Il s’agit essentiellement des émissions dues au transport routier, au chauffage des bâtiments, à l’agriculture, aux petites installations industrielles et à la gestion des déchets.

Selon la proposition de révision de la Commission européenne, présentée le 14 juillet 2021, ces objectifs doivent conduire à une réduction des émissions de l’UE d’ici 2030 au titre du règlement ESR d’au moins 40% par rapport au niveau de 2005, soit une augmentation de 11 points de pourcentage par rapport à l’objectif actuel (EUROPE 12762/2).

Divisions sur l’inclusion des technologies de capture du carbone

Les eurodéputés sont néanmoins apparus divisés sur certains points, en particulier la possibilité pour les États membres d’utiliser le captage et l’utilisation du carbone (CCU) et le captage et le stockage du carbone (CSC) pour atteindre une partie de leurs objectifs.

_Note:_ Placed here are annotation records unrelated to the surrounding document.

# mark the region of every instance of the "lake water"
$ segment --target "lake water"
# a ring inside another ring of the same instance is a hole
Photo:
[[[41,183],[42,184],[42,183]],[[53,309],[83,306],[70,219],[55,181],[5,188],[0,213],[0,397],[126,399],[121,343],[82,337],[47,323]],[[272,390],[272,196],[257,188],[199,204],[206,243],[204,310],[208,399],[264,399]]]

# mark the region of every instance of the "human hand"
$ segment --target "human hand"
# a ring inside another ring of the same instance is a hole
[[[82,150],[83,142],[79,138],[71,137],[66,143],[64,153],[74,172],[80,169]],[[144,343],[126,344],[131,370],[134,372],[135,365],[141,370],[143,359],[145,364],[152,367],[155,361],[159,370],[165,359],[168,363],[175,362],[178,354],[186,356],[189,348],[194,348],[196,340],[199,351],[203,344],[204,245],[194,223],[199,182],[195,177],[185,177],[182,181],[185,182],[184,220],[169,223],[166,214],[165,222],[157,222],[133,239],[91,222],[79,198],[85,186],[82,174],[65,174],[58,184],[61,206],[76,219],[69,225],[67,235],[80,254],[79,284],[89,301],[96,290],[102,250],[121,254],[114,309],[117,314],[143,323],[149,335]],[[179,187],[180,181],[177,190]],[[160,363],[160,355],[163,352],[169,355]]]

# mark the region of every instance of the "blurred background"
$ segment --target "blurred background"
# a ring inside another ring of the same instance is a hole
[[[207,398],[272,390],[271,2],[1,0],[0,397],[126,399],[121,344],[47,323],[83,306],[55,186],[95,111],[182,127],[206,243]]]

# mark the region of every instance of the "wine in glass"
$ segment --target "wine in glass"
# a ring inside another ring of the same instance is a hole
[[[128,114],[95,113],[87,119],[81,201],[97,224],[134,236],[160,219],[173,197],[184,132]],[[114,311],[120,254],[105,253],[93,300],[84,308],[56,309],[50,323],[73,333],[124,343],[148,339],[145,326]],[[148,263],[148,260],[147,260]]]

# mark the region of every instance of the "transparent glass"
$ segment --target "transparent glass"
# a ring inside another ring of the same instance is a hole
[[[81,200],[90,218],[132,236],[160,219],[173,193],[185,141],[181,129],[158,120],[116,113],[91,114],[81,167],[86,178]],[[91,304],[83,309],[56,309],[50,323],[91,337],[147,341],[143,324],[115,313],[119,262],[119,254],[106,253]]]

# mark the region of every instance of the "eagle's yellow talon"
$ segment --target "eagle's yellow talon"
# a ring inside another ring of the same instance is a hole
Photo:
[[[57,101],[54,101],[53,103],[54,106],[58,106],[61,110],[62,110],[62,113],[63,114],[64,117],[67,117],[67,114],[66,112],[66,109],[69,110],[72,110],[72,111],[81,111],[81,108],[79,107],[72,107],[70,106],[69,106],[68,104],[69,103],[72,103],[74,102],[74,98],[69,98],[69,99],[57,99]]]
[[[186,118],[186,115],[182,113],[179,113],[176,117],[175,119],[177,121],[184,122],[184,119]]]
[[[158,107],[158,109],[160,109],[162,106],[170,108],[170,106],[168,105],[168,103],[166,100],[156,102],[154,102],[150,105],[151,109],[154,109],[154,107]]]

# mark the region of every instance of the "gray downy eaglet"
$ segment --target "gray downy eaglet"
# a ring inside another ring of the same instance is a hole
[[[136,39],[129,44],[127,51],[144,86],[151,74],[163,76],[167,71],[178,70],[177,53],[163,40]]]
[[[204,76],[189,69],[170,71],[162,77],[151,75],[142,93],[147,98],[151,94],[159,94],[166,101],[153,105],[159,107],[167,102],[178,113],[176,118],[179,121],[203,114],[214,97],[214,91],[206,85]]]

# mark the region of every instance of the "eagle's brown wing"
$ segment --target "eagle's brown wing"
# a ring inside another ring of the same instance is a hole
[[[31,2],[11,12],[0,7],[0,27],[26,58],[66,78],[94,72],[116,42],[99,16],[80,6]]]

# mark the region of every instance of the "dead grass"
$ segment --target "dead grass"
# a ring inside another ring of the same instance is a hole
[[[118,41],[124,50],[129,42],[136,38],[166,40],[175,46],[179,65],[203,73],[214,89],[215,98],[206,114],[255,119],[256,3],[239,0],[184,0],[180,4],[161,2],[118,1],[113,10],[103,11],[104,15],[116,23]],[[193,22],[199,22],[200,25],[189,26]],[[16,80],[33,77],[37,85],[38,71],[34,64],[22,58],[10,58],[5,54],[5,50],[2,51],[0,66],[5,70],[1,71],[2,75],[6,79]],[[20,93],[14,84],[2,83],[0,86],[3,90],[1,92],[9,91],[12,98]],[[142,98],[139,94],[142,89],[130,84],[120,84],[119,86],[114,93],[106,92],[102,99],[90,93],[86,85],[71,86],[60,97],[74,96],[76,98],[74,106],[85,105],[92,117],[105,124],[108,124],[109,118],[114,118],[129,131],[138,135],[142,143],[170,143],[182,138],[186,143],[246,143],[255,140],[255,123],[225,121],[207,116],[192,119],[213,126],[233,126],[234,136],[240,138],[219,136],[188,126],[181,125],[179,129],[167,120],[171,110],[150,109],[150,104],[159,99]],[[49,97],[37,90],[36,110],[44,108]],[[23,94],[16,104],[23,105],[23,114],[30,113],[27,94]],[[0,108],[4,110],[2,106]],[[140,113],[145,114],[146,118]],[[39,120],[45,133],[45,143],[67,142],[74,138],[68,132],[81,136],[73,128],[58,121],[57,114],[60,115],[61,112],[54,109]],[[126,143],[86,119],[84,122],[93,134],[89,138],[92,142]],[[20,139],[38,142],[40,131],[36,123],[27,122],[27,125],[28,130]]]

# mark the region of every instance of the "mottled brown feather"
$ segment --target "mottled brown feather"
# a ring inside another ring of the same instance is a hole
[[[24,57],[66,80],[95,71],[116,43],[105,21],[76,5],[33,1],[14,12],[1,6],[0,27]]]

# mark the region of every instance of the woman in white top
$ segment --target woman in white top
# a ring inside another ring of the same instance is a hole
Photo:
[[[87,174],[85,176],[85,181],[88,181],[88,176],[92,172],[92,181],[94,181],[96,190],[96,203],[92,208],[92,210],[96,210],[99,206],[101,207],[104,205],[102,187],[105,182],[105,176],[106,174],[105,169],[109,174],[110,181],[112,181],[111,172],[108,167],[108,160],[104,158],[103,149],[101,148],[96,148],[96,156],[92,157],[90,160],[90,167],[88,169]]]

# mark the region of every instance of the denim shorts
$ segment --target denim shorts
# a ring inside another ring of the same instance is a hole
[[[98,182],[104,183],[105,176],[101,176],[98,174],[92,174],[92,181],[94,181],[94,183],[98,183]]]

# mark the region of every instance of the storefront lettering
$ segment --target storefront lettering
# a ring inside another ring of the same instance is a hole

Alors qu’Anna Zalewska (polonaise), rapporteur fictif du groupe CRE sur le sujet, a salué cette initiative, les rapporteurs fictifs des groupes S&D, Verts/ALE et La Gauche ont exprimé de sérieuses réserves.

« Seuls les puits (de carbone) naturels peuvent compter pour l’objectif 2030 », a notamment estimé Margrete Auken (danoise).

À leurs yeux, une telle inclusion n’est pas judicieuse, car ces technologies ne sont pas assez matures.

De son côté, la Commission a estimé que ces technologies ne devraient pas être introduites trop tôt dans la législation. Elle a rappelé qu’elle travaille actuellement sur l’élaboration d’une proposition législative distincte (prévue pour le quatrième trimestre de 2022) visant à établir un système de certification de ces absorptions de carbone (EUROPE 12886/12).

Autre point clivant : la proposition d’augmenter de 50% la flexibilité laissée à certains États membres d’atteindre une partie de leurs objectifs en annulant des quotas d’émission du système ETS (annexe II du règlement).

Linea Søgaard-Lidell (danoise), rapporteur fictif pour Renew Europe, et Mme Auken ont ainsi exprimé leurs craintes que cela ne conduise à une atténuation des efforts de réduction des émissions.

Soutien à la mise en place de sanctions financières

Les députés des groupes S&D, Renew Europe et Verts/ALE se sont en revanche félicités de la proposition visant à introduire un système « Pressure and Pay » pour accroître la transparence et introduire des sanctions financières à l'encontre des États membres qui n’atteindraient pas leur objectif national en matière de réduction des émissions.

Ils ont également accueilli positivement l’établissement d’un lien clair entre le règlement ESR et la loi européenne sur le climat (EUROPE 12750/27).

En outre, Mme Søgaard-Lidell, Mme Auken, mais aussi Mick Wallace (La Gauche, irlandais) ont salué la proposition de supprimer l’actuelle ‘réserve de sécurité’ (safety reserve) – qui peut être utilisée par les États membres avec un faible PIB par habitant et qui ne parviennent pas à atteindre leurs objectifs de réduction des émissions – et de rejeter la proposition de la Commission consistant à établir une réserve additionnelle.

Javi López (S&D, espagnol), quant à lui, a estimé qu’il était raisonnable de réduire les flexibilités laissées aux États membres, sans toutefois mentionner les réserves.

La date limite pour le dépôt des amendements au projet de rapport a été fixée au 16 février, en vue d’un vote en commission ENVI en mai et d’un vote en session plénière du Parlement début juin.